“All things are possible if you believe.” Mark 9:23
Happy Tuesday! It’s time to try something new.
Ever feel like you are so far behind that you will never catch up? This is me at work most of the time. I’m feeling that way at work this week because I was out some last week when I was sick. Now I’m back fighting a flare. Rheumatoid Arthritis is a balancing act for me. I am almost crippled and unable to walk, but if I take my biologics I will be better. On the other hand, when I take my biologics, my white blood cell count is lowered to the point that I catch any cold, virus, etc. that comes anywhere near me. Ugh. I thought I was cured in the fall, and maybe I was. However, it is important to have constant belief and faith or the illness will come back, which is what happened to me.

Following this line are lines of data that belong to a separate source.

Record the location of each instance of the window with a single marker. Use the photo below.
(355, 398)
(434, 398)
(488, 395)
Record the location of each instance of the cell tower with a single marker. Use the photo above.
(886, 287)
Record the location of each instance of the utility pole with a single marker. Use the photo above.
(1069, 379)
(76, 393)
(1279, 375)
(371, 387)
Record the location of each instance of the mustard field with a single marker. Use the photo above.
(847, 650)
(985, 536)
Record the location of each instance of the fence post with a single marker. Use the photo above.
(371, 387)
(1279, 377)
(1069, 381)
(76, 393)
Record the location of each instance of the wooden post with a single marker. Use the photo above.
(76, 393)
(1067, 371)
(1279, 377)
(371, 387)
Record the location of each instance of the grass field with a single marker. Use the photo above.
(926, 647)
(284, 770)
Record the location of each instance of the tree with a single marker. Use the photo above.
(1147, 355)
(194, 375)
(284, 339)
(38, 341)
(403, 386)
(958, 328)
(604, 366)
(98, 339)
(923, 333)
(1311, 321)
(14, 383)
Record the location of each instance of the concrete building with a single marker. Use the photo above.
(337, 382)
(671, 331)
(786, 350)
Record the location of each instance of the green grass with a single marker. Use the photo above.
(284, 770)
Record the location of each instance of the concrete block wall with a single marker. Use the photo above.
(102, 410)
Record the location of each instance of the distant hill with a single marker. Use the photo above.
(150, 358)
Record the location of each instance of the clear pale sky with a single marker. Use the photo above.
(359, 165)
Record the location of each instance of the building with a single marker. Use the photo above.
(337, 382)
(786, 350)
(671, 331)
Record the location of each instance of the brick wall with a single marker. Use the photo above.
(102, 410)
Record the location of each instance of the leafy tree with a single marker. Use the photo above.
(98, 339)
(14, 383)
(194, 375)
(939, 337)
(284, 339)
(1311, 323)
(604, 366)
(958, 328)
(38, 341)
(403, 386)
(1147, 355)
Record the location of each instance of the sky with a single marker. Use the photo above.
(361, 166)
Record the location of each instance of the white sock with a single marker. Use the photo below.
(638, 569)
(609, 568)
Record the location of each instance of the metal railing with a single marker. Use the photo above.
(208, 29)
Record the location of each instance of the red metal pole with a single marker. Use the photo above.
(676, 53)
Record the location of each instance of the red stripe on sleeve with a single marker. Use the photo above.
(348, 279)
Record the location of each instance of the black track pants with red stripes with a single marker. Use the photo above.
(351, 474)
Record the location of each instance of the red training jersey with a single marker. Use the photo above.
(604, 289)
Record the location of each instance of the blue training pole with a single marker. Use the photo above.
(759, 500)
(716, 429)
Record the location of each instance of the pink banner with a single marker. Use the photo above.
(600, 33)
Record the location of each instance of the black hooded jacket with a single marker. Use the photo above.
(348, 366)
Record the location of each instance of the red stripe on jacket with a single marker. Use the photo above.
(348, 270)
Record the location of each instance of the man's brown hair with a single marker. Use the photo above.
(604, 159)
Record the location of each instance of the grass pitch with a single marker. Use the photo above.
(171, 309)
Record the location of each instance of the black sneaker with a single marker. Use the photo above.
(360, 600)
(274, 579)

I try not to talk about it and most of the time I am successful at hiding the illness. I find it super embarrassing when I can’t walk up four steps into the office and need a cane, or when I bump one of the knuckles on my hands and cry out in pain. I don’t want anyone to know that I can’t run in a 5K. I joined the gym this month only to be able to walk on the treadmill a total of three times. After attempting this I found that I was unable to walk around my work area. This morning I walked for 15 minutes and found it difficult to get around most of the day.
Well, enough of the negative. I have so much to be thankful for that I don’t concentrate on the negative. I laugh throughout my day and try to go unnoticed. I so want to be like everyone else. I don’t for a minute think that it was God’s plan for me to be sick with this illness, and I try not to dwell on it. However, I thought that if I shared my situation, it would help others experiencing chronic pain.
The thing about it is, everybody has something they need to overcome. Everybody. This is just want I am battling, but I know that when I put my trust in God, he will help me through the day. If God is all I have, I have all I need.
So, today join me and stop hiding your head in your hands, and put your trust in God. God bless you.